DPIRD research scientist Bill Bateman said significant advances in soil moisture monitoring technology had been made in recent years, making it more functional and less labour intensive.
“The technology is now all automated, with the data fed at regular intervals to a digital device, with little requirement for regular paddock checks or maintenance,” he said.
“This project aims to assist growers to understand the technology and evaluate a range of sensors for different crop types.
“I’ll also be working with growers to interpret the data and determine how it can be used to fine tune their irrigation systems to reduce water wastage and improve efficiencies and effectiveness – saving growers time and money.”
Soil moisture sensing equipment is being installed on five avocado farms and five apple orchards in the South West, while interest is being sought from five tomato farms in the Carnarvon irrigation area.
Data is provided via an online cloud service, where graphs of volumetric water content over time is displayed.
Growers will be guided through interpreting the data to identify soil water holding characteristics and determine the optimal timing and duration of irrigation scheduling to avoid losses in yield, water, and fertiliser.
“The use of soil moisture monitoring in irrigated agriculture is still growing in Western Australia, as growers learn more about how this technology can benefit their operations,” Mr Bateman said.

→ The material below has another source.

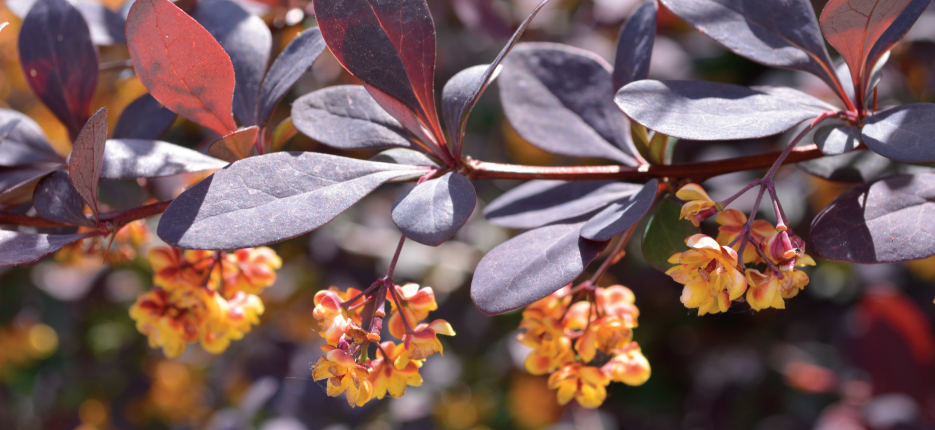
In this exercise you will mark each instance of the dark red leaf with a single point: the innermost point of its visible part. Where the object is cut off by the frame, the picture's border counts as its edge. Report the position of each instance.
(181, 64)
(87, 159)
(59, 61)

“This project will assist growers to understand and apply the data from soil moisture monitoring, making irrigation systems more efficient – reducing operating costs and increasing crop margins.”
Field walks and field days are planned as the project progresses so growers can share experiences and learnings via the 15 participating case studies.
SW WA Hub knowledge broker Tanya Kilminster said drying climate conditions could have a major impact on irrigators’ access to surface and groundwater resources, and this project would support them to use irrigated water more efficiently.
“The project is a great example of how the Drought Resilience Adoption and Innovation Hubs are facilitating broad collaboration to achieve adoption of drought resilience and innovation practices,” she said.